Your provider will tailor your specific treatment plan for you. Below are examples of common treatment pathways for endometrial cancer and pelvic masses.
Endometrial cancer, which occurs in the uterus, is typically diagnosed with a biopsy of the lining of the uterus that is then reviewed by a pathologist. Many patients have this done by their primary care physician or OB/GYN provider. If cancer is found on this biopsy, you will then be referred to a gynecologic oncologist.
Most cancers of the uterus do not require any specific imaging prior to removing the uterus. Some women will be recommended to get a pelvic ultrasound, a computerized tomography (CT) scan, a magnetic resonance imaging (MRI) scan, or even a positron emission tomography (PET) scan. This imaging may be recommended before or after surgery depending on the specific diagnosis.
Hysterectomies are recommended for most women with endometrial cancer. A hysterectomy for endometrial cancer typically involves removing the uterus, cervix, fallopian tubes, ovaries, and lymph nodes. These surgeries are often done laparoscopically (a minimally invasive procedure that requires only small incisions). But sometimes patients do require an open incision. For some women with endometrial cancer there are options other than surgery.
The tumor in your uterus will be screened to see if you may have a genetic condition that put you at a higher risk of getting an endometrial cancer. If your screening test is positive we may recommend that you meet with a genetic counselor and have blood drawn, which can provide more information about your genetic makeup.
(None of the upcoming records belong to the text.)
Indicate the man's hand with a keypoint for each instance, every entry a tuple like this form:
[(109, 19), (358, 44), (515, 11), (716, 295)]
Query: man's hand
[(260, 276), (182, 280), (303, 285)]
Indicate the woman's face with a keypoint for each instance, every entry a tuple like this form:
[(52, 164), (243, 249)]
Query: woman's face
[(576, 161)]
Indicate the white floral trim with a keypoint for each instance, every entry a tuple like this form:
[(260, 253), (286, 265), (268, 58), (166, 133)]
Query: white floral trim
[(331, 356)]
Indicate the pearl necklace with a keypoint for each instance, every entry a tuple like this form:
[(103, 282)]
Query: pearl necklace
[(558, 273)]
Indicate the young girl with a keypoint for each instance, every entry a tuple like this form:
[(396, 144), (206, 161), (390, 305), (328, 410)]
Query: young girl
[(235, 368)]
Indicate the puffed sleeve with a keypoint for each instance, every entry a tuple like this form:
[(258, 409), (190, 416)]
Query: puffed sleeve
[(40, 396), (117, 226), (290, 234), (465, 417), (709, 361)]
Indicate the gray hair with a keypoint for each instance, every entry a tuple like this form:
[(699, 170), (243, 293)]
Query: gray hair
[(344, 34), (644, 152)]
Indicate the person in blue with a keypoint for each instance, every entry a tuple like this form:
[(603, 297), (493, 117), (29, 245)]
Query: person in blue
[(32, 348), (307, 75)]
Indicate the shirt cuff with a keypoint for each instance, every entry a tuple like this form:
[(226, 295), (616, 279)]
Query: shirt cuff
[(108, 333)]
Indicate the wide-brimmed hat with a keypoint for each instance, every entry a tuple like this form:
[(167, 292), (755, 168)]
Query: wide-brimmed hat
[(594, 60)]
Your gynecologic oncologist will present your case to a panel of experts at Norris Cotton Cancer Center, called a tumor board. The tumor board includes gynecologic oncologists, radiation oncologists, pharmacists, and geneticists. The team works together to develop a treatment plan.
You may not require any additional treatment following a hysterectomy, or we may recommend that you have radiation to the top of the vagina (called brachytherapy), whole pelvic radiation, and/or chemotherapy. You may get an offer to participate in a clinical trial.
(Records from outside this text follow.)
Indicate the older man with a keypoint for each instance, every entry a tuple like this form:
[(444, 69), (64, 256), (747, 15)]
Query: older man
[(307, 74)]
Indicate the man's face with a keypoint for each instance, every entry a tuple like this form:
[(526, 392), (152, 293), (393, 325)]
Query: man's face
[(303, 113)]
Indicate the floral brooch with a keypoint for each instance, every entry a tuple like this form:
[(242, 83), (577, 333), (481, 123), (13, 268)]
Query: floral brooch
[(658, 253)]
After you have completed treatments, your gynecologic oncologist will meet with you to come up with an individualized follow-up plan. Most women should undergo pelvic exams with a visual inspection of the top of the vagina at regular intervals.
Pelvic mass/ovarian cancer
Women with a pelvic mass have typically either undergone a transvaginal ultrasound or a CT scan to detect the mass. Some women may also get an MRI scan.
Depending on the exact characteristics of the mass, your gynecologic oncologist may recommend surgically removing the mass. We do not typically biopsy these masses. Rather, we recommend removing the entire mass. Your surgeon may recommend a laparoscopic surgery or a surgery through an open incision.
Once the mass is removed, it is sent to the pathologist who looks at the specimen under the microscope. If there is cancer present, you may require additional surgery. This can often be completed in one surgery. Some women may have ovarian cancer that has spread to other organs prior to surgery. In this case, your doctor can safely recommend a biopsy before any treatments to confirm a diagnosis.
Your gynecologic oncologist presents your case to the tumor board. The team works together to develop a treatment plan. If you have an ovarian cancer, you will likely undergo chemotherapy.
Chemotherapy is recommended for most women with ovarian cancer. In women diagnosed with metastatic ovarian cancer (cancer that has spread to other organs), your doctor may recommend chemotherapy before surgery. Clinical trials may be offered as an option.
Genetic testing is recommended for all women with ovarian cancer. Your provider will offer you a referral to a genetic counselor who reviews the available tests and the meaning of possible results. Genetic testing is often covered by insurance.
After you complete treatments, your gynecologic oncologist will meet with you to come up with a follow-up or surveillance plan tailored to your needs. Pelvic exams at regular intervals are recommended for most women. Some women may also be candidates for maintenance therapies.